Classiquenews.com - Articles

4 janvier

Fauteuils d’orchestre 2 : le violoniste Renaud Capuçon

France 3. Renaud Capuçon, Fauteuils d’orchestre, le 6 janvier 2017, 20h55. France 3 joue la carte culture et musique en prime, grâce à sa case « Spectacles ». Après avoir consacrer les mérites du baryton Ruggero Raimondi, le Don Giovanni de Losey, voici le violoniste français Renaud Capuçon, ses amis, son frère (Gauthier, violoncelliste) et bien d’autres invités. Le classique s’invite dans votre salon, en grand format pour présenter « le parcours d’une vie », même si le violloniste ainsi fêté est loin d’avoir fini sa carrière. Animatrice vulgarisatrice et mélomane enjouée, Anne Sinclair s’intéresse au parcours artistique du violoniste Renaud Capuçon évoquant son travail, ses amis et son soutien à la nouvelle génération. Il n’a que 40 ans, dont 36 déjà passés avec un violon entre les mains… Place aux jeunes tempéraments prometteurs déjà impressionnants : Daniel Lozakovitj, jeune violoniste virtuose de 15 ans, ou Kit Armstrong pianiste d’à peine 20 ans, qui compose, interprète, dirige… En guest star de prestige – parce que très rare sur un plateau télé : la pianiste argentine Martha Argerich. Les œuvres nécessitant un orchestre sont réalisées par l’Orchestre National de France (Domingo Hindoyan, direciton).
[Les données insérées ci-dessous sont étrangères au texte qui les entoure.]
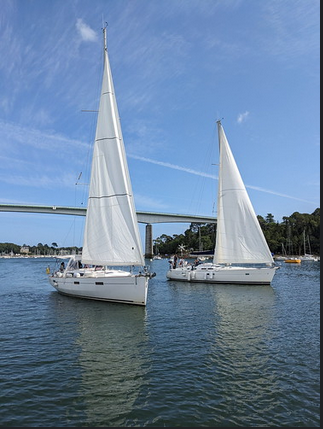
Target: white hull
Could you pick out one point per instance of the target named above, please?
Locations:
(211, 273)
(110, 285)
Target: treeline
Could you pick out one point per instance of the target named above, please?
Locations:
(290, 234)
(40, 249)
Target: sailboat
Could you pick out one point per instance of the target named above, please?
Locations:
(111, 240)
(241, 253)
(308, 256)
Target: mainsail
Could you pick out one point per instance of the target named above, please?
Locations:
(111, 234)
(239, 238)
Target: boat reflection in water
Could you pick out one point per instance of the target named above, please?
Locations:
(110, 340)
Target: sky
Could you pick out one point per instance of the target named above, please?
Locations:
(178, 66)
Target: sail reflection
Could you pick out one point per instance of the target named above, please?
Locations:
(107, 337)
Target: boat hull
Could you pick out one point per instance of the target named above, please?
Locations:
(113, 286)
(210, 273)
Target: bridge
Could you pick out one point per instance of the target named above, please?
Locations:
(147, 218)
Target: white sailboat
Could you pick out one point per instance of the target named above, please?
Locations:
(308, 256)
(241, 254)
(111, 237)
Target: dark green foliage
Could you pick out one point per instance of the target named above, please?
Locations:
(289, 231)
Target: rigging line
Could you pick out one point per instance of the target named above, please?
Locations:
(108, 138)
(110, 196)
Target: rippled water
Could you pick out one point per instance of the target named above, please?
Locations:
(197, 355)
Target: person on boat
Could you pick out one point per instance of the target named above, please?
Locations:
(181, 262)
(175, 261)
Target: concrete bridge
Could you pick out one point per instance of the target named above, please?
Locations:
(147, 218)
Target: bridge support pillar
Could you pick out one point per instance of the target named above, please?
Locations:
(149, 241)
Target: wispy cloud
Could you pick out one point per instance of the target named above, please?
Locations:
(86, 32)
(210, 176)
(173, 166)
(242, 117)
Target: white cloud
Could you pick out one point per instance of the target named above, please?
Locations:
(242, 117)
(86, 32)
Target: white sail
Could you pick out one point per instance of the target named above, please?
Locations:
(239, 237)
(111, 234)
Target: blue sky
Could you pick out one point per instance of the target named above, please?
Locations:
(178, 66)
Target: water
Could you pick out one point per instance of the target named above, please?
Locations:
(196, 355)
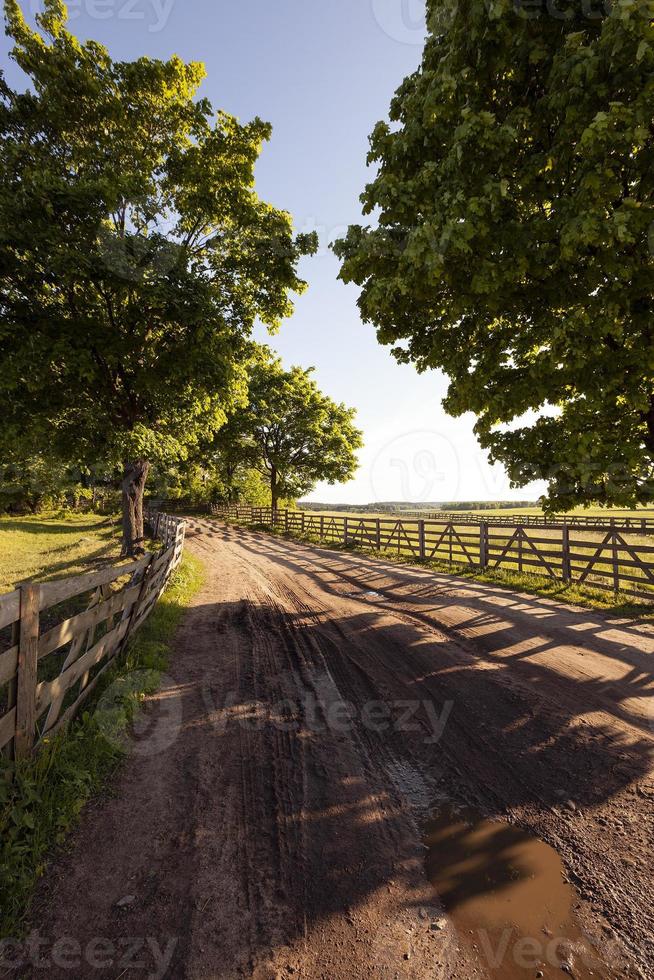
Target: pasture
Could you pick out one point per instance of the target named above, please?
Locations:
(52, 546)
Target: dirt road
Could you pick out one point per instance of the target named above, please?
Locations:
(322, 708)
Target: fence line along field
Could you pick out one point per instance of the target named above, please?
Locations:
(615, 558)
(58, 638)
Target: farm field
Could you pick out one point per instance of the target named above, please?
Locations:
(45, 547)
(606, 512)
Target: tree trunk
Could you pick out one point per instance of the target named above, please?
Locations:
(274, 493)
(135, 475)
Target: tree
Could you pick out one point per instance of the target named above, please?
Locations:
(514, 200)
(135, 255)
(290, 431)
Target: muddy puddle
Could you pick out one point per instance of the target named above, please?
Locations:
(506, 896)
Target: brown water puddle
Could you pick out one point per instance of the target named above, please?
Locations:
(505, 894)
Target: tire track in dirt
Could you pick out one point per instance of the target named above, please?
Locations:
(277, 838)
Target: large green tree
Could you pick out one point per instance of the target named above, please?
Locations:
(135, 255)
(290, 431)
(513, 236)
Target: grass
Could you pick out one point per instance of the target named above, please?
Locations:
(41, 798)
(582, 595)
(533, 511)
(45, 547)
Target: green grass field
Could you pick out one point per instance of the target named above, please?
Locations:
(534, 511)
(45, 547)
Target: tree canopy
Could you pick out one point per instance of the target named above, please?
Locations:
(135, 255)
(290, 431)
(512, 244)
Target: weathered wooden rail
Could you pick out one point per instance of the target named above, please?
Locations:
(600, 557)
(58, 638)
(635, 525)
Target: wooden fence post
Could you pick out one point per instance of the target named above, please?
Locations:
(566, 566)
(483, 545)
(28, 652)
(616, 559)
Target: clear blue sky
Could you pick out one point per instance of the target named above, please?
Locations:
(322, 72)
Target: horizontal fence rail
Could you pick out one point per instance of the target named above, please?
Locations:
(602, 558)
(635, 525)
(58, 638)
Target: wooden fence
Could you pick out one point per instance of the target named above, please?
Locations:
(635, 525)
(602, 558)
(58, 638)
Au programme : Bach, Mozart, Beethoven, Schubert, Brahms, Mendelssohn… On regrette là encore l’absence des compositeurs français sur un chaîne de service publique. Présents aussi, Michel Cymes ami de longue date à qui Renaud a conseillé de faire du saxophone ou encore Pierre Barthel, son luthier qui explique les secrets de son travail et les spécificités de l’instrument de Renaud Capuçon. La devise de Renaud Capuçon pourrait être « vivre pour et par la musique ». FAUTEUILS D’ORCHESTRE Invité, Renaud Capuçon, le parcours d’une vie Durée : 146mn – Vendredi 6 janvier 2017, 20h55 sur France 3 Avec l’Orchestre National de France dirigé par Domingo Hindoyan Les invités de Renaud Capuçon et Anne Sinclair : Martha Argerich, Ermonela Jaho, Kit Armstrong, Michel Cymes, Delphine De Vigan, Alexandre Duhamel , Edgar Moreau, Daniel Lozakovitj , Adrien La Marca , Guillaume Chilemme, Nicolas Angelich, Jean-François Borras, Alexandra Conunova, Pierre Barthel, Vassilena Serafimova, Thomas Enhco.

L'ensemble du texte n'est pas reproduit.